Así, también nosotros necesitamos escuchar con atención el verdadero significado de las Escrituras. Para ello disponemos de una valiosa disciplina de la tradición benedictina: la “lectio divina”. También debemos escuchar atentamente la enseñanza y la orientación de John Main OSB y Laurence Freeman OSB. Igualmente, es necesario que abandonemos nuestros pensamientos centrados en el ego y confiemos en la intuición interna, nuestra guía divina, la «voz apacible y silenciosa de calma».
Y, finalmente, la estabilidad que vemos expresada en este dicho: «Un hermano en el desierto de Escete fue a pedirle un consejo al Abba Moisés y el anciano le dijo: “ve y siéntate en tu celda y tu celda te enseñará todo»». El énfasis que ponían los Padres y Madres del desierto en la estabilidad tenía el propósito de ayudar a los ermitaños a reducir su inquietud física y mental innata.

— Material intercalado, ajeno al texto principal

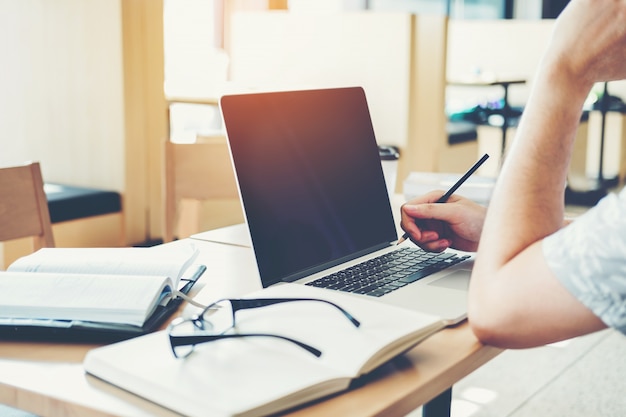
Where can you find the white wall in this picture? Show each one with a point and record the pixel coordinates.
(61, 85)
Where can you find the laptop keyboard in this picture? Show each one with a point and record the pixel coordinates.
(388, 272)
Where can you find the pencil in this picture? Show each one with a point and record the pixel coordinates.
(452, 189)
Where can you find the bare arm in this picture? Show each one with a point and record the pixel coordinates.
(515, 300)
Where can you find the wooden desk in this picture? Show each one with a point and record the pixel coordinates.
(48, 379)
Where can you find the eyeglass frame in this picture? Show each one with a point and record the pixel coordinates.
(236, 305)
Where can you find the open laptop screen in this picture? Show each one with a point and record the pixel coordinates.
(310, 178)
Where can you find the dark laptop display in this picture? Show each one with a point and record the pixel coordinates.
(317, 207)
(311, 197)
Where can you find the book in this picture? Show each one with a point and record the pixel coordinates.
(113, 289)
(257, 376)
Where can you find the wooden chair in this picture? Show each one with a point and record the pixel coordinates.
(194, 173)
(24, 207)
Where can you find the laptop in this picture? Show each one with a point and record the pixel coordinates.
(315, 201)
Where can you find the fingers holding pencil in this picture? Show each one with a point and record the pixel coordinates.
(435, 226)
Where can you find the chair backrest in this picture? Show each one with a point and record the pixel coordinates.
(196, 171)
(23, 206)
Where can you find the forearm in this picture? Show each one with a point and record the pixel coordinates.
(528, 202)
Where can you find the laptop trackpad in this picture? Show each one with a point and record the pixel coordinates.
(457, 280)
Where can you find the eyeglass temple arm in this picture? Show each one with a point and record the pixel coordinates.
(194, 340)
(240, 304)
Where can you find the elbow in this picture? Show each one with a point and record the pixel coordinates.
(491, 320)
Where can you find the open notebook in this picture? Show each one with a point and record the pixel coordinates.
(315, 201)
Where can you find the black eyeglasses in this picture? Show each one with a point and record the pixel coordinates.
(218, 318)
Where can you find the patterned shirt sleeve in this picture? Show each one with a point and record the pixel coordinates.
(589, 259)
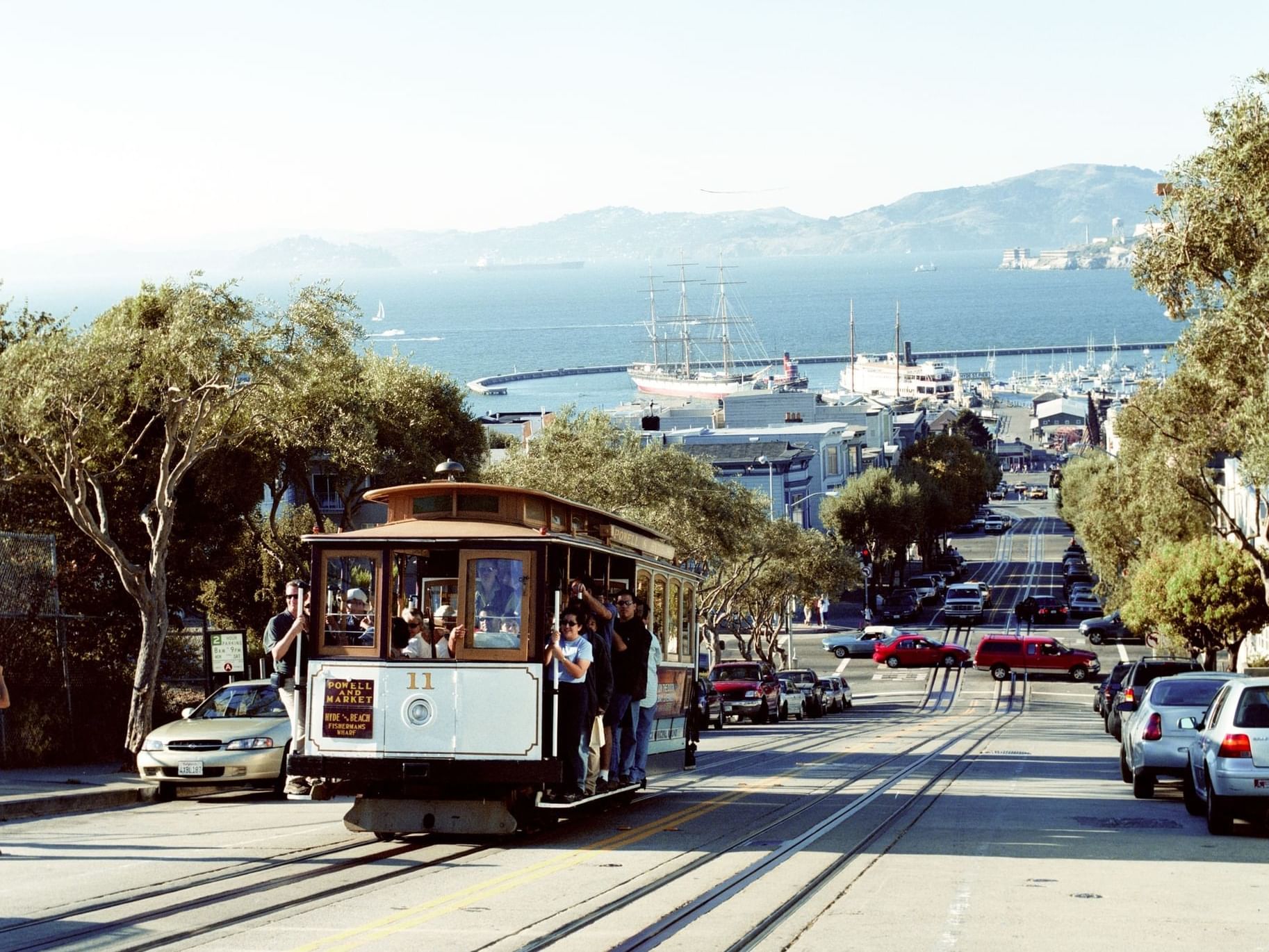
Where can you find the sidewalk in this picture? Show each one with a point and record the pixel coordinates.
(49, 791)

La evidencia de que los ermitaños encontraban muy difícil el cumplimiento de esta regla de estabilidad lo vemos en los continuos cambios de asentamiento que llevaban muchos de ellos, vagando de un lugar a otro. Pero como dijo Amma Sinclética: «Si te encuentras en un monasterio (comunidad de ermitaños) no te vayas a otro lugar, porque eso te hará mucho daño. Así como el pájaro que abandona los huevos en los que estaba sentado evita que éstos eclosionen, el ermitaño o la ermitaña se enfría y su fe muere cuando van de un lugar a otro». Del mismo modo, la virtud de la estabilidad significa para nosotros un arraigo en una comunidad; un arraigo en la oración/meditación, en el camino espiritual. Pero, sobre todo, un arraigo en Dios.